Le réalisateur du Grand Jeu revient avec un film politique à l’écriture très maitrisée et au cast impeccable.

Alice a 30 ans, elle a passé sa vie à faire des études et se retrouve conseillère philosophe auprès du maire de Lyon, Paul Théraneau. Chargée de lui redonner l’inspiration, la jeune femme découvre les arcanes de la politique et gagne peu à peu la confiance du maire. 

Après Le Grand Jeu, Nicolas Pariser continue son exploration du pouvoir en confrontant deux mondes qui devront apprendre à s’apprivoiser. Dans Alice et le maire, c’est la philosophie qui rencontre l’univers vicieux de la politique. Mais ce sont surtout deux êtres déboussolés qui cherchent à donner un but à leur existence et qui vont petit à petit se remettre en question.
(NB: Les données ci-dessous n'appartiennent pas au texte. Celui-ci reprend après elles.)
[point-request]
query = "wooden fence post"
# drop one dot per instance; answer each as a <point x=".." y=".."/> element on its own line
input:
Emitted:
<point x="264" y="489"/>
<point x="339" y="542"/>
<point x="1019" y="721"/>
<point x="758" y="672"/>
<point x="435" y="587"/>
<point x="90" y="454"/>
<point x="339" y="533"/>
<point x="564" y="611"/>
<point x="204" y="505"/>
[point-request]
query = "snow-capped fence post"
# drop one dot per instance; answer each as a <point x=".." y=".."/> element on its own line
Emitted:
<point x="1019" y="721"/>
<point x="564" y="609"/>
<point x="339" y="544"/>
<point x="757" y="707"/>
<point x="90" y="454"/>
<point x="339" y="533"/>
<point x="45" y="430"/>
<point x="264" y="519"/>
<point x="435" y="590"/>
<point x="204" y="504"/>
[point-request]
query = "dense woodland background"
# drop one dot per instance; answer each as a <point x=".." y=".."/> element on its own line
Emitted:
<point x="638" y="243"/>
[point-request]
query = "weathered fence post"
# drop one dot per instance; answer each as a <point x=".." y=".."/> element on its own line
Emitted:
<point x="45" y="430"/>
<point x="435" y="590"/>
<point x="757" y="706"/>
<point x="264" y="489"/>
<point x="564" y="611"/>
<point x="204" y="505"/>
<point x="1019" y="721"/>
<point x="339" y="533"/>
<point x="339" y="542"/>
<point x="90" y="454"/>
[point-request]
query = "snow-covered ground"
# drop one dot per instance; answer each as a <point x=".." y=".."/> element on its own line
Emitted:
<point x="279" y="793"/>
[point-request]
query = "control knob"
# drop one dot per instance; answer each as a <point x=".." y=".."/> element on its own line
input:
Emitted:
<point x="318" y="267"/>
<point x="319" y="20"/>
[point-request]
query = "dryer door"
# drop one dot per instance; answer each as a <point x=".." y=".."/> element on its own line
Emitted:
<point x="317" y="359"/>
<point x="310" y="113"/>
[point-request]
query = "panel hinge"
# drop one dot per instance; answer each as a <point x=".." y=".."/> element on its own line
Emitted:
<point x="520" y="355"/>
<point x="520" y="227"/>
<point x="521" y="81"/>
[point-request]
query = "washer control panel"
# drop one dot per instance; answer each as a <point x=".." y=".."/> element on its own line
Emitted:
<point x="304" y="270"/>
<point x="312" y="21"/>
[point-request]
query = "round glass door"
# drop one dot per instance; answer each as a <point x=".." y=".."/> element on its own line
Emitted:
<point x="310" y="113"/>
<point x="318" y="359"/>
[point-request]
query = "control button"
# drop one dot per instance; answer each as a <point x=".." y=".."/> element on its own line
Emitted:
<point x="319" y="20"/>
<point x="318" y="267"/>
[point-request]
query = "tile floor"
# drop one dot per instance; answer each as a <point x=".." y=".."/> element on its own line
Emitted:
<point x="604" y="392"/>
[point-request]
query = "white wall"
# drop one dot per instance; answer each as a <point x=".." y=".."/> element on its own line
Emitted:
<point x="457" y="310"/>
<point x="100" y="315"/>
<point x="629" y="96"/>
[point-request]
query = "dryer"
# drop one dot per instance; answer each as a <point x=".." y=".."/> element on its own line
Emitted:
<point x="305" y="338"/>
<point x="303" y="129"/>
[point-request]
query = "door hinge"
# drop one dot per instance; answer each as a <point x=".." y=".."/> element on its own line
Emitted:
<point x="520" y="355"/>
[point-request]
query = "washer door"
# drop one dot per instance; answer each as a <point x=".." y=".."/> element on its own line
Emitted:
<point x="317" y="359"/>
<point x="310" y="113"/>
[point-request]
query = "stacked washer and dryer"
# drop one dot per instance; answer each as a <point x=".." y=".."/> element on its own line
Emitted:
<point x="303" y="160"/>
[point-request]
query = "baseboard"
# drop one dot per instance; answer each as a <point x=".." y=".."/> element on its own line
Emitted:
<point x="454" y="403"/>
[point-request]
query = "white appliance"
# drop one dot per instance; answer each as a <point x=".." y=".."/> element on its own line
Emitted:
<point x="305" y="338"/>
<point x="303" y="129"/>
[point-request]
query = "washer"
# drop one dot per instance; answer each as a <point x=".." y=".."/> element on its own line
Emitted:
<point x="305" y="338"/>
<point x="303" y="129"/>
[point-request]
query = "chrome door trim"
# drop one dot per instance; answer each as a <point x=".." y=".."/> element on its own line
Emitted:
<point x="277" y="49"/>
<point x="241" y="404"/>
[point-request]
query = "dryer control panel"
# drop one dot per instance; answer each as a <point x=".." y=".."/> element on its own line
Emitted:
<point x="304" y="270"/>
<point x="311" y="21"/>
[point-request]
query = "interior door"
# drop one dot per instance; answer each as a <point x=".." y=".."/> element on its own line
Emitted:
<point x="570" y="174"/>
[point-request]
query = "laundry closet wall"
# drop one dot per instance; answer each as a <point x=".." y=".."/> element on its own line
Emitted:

Présenté à la Quinzaine des réalisateurs, le film se démarque par son écriture très maîtrisée, incisive et drôle. Sans cacher ses influences rohmériennes dans sa mise en scène, le réalisateur se sert de l’intime pour proposer une vision de la politique pleine de désillusion et de lassitude. Le propos est engagé mais le réalisateur ne nous perd jamais dans des explications confuses du système politique en place. L’enjeu est de mettre en valeur la force du discours et l’importance de retrouver un sens à ses actions, ses convictions pour continuer à avancer.

L’autre point fort du film est son casting principal. Le duo formé par Anaïs Demoustier et Fabrice Luchini se révèle aussi juste que touchant. L’acteur n’est jamais aussi convaincant que lorsqu’il joue la carte de la sobriété tandis que la comédienne brille toujours autant par son naturel. Alice et le maire sortira dans les salles le 2 octobre prochain.